At 2:49 am dead birds begin to rain down on the ravaged earth; only the vultures remain hovering in prayer in the sky. Suddenly they too dive down at lightning speed and plunge their bald heads ravenously into the swollen human and animal carcasses. When the heads reemerge, great chunks of intestine, dripping with blood and fat, are hanging from the curved beaks. Among the ruins of the towns and villages insects with bloated stomachs swarm over the human and animal remains, now stripped of flesh. The ants leave their shattered dwellings and advance in countless disciplined armies for the final reckoning. The gorged vultures and insects they find among the skeletons offer no resistance and are all destroyed. Once the task of retribution has been accomplished, each ant grabs another and after a ritual death dance each mortally wounds the other with its mandibles and injects its deadly poison. Nothing on the continent is left alive.
It is finished; the entire history of the old continent has been written.
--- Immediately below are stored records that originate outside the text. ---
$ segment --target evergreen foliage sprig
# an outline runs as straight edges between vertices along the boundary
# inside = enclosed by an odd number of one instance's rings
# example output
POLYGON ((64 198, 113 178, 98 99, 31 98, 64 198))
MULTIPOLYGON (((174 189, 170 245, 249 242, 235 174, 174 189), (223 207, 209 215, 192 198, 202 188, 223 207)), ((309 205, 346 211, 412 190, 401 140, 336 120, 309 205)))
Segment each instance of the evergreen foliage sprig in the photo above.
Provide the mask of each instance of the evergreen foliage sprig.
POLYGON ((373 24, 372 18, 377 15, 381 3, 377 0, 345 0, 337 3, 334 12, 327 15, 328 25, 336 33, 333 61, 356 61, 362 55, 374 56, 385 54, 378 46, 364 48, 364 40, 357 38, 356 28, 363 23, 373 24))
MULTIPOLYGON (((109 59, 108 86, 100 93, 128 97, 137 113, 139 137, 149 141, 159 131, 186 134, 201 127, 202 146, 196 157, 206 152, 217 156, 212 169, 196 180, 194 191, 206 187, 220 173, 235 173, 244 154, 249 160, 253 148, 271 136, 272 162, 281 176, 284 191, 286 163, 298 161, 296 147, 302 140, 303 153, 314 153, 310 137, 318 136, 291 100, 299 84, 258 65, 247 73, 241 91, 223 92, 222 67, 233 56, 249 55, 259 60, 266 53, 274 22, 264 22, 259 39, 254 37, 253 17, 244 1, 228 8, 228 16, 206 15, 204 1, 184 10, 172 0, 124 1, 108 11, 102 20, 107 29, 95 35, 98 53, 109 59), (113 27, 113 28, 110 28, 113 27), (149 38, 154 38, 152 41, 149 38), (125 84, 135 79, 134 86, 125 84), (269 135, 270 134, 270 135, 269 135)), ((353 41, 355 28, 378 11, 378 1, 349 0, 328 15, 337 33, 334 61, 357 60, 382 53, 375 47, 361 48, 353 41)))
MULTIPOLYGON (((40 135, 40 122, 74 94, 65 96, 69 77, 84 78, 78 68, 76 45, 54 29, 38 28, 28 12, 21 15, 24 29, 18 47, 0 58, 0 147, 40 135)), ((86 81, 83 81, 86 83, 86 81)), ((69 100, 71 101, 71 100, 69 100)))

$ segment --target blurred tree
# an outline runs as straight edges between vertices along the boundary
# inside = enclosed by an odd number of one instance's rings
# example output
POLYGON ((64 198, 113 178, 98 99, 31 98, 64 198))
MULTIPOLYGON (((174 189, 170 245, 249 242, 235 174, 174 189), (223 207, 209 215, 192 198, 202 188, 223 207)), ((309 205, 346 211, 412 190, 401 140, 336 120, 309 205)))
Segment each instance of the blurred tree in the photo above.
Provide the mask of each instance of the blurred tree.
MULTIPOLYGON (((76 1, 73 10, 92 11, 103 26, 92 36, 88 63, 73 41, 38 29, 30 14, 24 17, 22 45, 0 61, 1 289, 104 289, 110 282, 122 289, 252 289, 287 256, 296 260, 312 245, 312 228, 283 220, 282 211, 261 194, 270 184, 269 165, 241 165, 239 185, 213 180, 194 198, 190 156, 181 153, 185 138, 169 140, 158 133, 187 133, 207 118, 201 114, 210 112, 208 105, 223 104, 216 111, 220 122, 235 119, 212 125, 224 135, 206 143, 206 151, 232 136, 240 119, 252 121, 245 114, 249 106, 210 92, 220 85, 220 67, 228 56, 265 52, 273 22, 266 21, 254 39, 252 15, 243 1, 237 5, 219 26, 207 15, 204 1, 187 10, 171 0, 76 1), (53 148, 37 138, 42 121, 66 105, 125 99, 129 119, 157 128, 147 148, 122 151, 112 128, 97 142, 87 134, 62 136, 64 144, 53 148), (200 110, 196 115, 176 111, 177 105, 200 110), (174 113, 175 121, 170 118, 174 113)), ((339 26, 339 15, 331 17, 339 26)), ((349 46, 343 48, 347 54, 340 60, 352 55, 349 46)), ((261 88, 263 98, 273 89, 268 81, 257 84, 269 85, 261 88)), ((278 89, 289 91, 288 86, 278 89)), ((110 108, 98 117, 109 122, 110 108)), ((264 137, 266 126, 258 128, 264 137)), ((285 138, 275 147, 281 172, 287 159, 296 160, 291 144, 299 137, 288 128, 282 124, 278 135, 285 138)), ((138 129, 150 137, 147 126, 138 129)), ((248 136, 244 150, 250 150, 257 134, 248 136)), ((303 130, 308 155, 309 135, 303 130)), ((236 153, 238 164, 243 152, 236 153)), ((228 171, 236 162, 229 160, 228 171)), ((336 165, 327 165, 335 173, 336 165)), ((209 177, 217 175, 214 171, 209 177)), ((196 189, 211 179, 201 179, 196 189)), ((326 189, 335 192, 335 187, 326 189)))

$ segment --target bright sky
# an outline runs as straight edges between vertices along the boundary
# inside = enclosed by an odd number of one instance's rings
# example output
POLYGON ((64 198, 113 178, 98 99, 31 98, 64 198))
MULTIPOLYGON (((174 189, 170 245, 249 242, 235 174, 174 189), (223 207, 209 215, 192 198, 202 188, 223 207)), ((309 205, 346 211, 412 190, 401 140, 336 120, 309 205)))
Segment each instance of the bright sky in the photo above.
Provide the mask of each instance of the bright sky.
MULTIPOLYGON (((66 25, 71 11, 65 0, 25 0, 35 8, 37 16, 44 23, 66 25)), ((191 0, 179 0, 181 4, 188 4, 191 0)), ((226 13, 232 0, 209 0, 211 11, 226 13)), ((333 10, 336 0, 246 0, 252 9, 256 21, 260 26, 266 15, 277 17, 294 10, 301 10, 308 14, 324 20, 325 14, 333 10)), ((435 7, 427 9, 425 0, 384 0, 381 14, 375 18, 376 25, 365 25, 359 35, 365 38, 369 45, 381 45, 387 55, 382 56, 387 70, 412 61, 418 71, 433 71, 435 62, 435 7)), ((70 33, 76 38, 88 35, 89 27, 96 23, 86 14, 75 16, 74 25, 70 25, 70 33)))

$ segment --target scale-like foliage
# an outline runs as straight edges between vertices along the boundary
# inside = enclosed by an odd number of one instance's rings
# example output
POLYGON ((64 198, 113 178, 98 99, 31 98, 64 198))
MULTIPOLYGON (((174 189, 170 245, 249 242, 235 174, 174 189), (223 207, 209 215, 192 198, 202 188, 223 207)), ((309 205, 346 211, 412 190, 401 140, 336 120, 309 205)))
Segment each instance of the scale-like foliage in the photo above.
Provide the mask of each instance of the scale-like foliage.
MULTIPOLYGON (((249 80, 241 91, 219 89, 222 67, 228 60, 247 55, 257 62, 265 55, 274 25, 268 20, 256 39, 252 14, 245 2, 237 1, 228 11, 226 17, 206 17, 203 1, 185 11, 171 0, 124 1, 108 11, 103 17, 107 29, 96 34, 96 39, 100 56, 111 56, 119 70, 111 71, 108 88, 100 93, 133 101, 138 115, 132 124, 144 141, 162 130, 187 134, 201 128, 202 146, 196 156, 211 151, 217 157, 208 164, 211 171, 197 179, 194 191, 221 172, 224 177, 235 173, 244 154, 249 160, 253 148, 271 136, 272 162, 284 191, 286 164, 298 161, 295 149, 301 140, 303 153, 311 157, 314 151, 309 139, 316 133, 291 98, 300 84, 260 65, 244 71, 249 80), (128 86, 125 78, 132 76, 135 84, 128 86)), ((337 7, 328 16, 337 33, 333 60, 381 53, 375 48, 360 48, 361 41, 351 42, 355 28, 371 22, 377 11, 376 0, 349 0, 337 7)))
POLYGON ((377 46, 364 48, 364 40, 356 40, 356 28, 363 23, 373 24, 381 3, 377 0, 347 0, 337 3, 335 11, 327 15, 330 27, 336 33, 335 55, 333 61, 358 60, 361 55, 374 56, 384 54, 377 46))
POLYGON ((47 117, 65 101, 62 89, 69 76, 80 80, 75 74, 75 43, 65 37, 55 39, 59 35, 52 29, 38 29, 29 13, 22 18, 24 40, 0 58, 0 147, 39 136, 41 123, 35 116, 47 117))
And at 3 am precisely there will be light, because the sun will be ignited. This tropical sun, murderous rather than life-giving, hangs in the splendid blue sky that succeeds every natural disaster, casting its even glare upon the universal putrefaction. The vast land is empty and lifeless; only in the deepest recesses of a gigantic ice floe that drifts up from the Antarctic is there a faintly throbbing, slimy mass, from which one day an amorphous, translucent creature will be born. Perhaps one day a new continent will emerge from it. A new territory that this time will not be linked to the north by a twisted umbilical cord and will not have Spanish as its lingua franca.
I go inside; the Caribbean islands have yet to be destroyed. I do not lock my door, I do not let the dogs out, I do not turn off the lights, I do not brush my teeth. I take the pistol from its hiding place in the wardrobe and lay it on the bedside table to the right of my bed. I switch on the air conditioning and, without undressing, lie down on the bed. With fading recognition I look at the familiar things around me: the wardrobe full of clothes, most of which I have never worn; the big curtain over the window, lined with thick material to keep out the light when I sleep all morning; the small, brightly coloured vase that I have been looking at for twenty years and which every Wednesday I am always afraid the cleaning woman will smash, as she has done with most of the glassware; the orange rug next to my bed, on which I sometimes let one of the dogs spend the night when it is ill or sad. The feeling of oneness with these things has vanished — it is as if they already belong to others. I light a cigarette. The smoke I exhale is sucked up to the ceiling by the air conditioning and then snakes lazily back down the wall. Outside I can hear the crowing of the cocks. The roar of morning is here once more and is not to be trusted.